Recently, AT&T fell victim to a hacking campaign that resulted in the theft of customer records from May 1 to October 30, 2022. Reports suggest that AT&T paid over $300,000 to a member of the hacking team to delete the stolen data. To ensure the data was erased, AT&T requested a video as proof of deletion. Initially, the hacker demanded $1 million but settled for a lower amount.

The hacker involved in deleting the stolen data is believed to be part of the ShinyHunters hacking group. This individual received payment from AT&T in May through a transaction involving 5.7 bitcoins valued at over $373,000 at that time. A security researcher known as Reddington served as a liaison between the hacker and AT&T, confirming that the payment was made.

Reddington was contacted by another hacker in mid-April who claimed to have obtained millions of call and texting logs from AT&T through a poorly secured Snowflake cloud storage account.

The stolen data included metadata for calls and text messages but did not contain the actual content or names of phone owners according to AT&T’s SEC filing.
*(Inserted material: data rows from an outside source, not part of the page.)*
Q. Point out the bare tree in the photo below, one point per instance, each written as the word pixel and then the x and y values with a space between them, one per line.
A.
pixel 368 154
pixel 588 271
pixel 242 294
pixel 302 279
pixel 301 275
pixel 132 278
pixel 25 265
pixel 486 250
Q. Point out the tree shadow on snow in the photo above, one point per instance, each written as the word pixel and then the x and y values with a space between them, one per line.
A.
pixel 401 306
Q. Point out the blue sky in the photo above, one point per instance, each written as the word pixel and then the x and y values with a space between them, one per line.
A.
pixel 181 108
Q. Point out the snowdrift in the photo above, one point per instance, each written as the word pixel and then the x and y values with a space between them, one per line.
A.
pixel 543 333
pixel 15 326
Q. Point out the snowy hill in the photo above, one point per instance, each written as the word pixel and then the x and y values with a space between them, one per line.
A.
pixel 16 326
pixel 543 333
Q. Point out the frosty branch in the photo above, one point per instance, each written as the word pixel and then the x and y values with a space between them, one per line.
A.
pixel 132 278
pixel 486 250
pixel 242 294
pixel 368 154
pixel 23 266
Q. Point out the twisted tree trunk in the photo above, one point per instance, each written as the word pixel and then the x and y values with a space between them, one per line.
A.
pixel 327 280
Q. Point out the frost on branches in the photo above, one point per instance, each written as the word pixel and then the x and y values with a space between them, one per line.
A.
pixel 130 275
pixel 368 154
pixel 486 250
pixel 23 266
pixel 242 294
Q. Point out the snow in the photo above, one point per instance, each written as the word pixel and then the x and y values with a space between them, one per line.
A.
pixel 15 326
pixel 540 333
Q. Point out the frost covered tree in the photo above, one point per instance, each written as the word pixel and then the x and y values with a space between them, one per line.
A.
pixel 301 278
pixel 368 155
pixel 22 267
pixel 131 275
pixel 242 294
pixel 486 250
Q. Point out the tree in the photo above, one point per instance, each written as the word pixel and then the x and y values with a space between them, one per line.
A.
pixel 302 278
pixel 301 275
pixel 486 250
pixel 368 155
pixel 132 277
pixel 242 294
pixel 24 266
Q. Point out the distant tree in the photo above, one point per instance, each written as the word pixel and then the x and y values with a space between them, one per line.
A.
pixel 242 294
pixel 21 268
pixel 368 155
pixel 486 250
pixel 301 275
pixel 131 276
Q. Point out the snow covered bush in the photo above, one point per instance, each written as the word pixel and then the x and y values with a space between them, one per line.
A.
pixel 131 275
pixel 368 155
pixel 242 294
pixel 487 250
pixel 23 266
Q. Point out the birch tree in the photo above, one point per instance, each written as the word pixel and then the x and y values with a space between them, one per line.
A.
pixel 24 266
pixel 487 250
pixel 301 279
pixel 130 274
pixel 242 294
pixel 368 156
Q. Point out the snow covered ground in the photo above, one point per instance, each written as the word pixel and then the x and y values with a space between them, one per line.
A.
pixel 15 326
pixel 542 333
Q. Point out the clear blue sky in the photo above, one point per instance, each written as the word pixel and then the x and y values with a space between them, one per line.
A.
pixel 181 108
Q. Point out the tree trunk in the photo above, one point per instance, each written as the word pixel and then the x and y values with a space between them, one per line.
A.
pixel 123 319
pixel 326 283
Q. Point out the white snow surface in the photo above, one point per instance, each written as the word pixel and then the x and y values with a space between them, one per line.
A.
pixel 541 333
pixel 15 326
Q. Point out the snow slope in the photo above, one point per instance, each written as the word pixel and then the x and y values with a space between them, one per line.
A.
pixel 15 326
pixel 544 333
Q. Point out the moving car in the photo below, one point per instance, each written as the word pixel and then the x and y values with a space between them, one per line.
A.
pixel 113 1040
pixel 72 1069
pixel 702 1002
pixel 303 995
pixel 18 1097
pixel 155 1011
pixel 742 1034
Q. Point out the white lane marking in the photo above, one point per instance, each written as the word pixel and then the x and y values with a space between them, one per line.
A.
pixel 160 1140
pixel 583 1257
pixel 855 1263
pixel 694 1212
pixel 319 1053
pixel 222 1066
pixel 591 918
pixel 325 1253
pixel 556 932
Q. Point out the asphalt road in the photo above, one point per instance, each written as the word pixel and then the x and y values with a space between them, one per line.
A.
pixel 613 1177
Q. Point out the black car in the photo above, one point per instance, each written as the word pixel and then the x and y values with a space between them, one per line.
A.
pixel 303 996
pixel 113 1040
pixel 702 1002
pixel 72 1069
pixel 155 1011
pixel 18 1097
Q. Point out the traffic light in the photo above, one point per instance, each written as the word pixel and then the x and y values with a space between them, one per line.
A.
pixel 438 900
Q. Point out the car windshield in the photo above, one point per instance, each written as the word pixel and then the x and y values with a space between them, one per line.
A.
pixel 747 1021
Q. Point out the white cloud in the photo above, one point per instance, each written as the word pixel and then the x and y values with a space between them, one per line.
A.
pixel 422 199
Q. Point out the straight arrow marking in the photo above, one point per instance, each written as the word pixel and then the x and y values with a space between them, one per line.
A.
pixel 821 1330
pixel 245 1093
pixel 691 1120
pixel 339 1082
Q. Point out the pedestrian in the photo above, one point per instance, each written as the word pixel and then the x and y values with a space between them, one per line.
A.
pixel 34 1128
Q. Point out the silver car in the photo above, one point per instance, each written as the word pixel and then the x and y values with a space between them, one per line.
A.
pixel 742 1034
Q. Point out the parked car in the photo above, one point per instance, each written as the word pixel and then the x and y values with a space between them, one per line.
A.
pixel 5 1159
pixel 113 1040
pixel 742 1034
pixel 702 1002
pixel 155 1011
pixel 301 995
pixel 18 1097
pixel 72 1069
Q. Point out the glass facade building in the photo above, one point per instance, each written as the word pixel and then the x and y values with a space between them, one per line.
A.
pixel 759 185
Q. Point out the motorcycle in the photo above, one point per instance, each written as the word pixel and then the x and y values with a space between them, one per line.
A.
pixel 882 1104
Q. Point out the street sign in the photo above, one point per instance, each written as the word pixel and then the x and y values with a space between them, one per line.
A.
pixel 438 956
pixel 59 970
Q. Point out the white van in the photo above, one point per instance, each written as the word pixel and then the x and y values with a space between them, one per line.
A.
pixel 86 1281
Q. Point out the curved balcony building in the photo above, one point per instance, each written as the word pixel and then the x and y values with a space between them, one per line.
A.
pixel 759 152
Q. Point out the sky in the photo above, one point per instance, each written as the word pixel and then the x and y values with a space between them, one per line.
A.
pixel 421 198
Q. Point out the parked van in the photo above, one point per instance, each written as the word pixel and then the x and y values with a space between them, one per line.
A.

However, Reddington was shown how a reverse look-up could identify phone number owners and their connections.

AT&T’s SEC filing indicated that nearly all cellular customers’ phone numbers were compromised, along with those who communicated with AT&T customers using other wireless providers during specific dates. The hacked data covered calls and messages made between May 1, 2022, and October 31, 2022, as well as January 2, 2023.

Despite efforts to delete the data, there are concerns that some individuals may still be at risk if they possess unretrieved samples of the compromised information. It is crucial for both AT&T customers and those who interacted with them during the affected period to stay vigilant about potential risks associated with this security breach.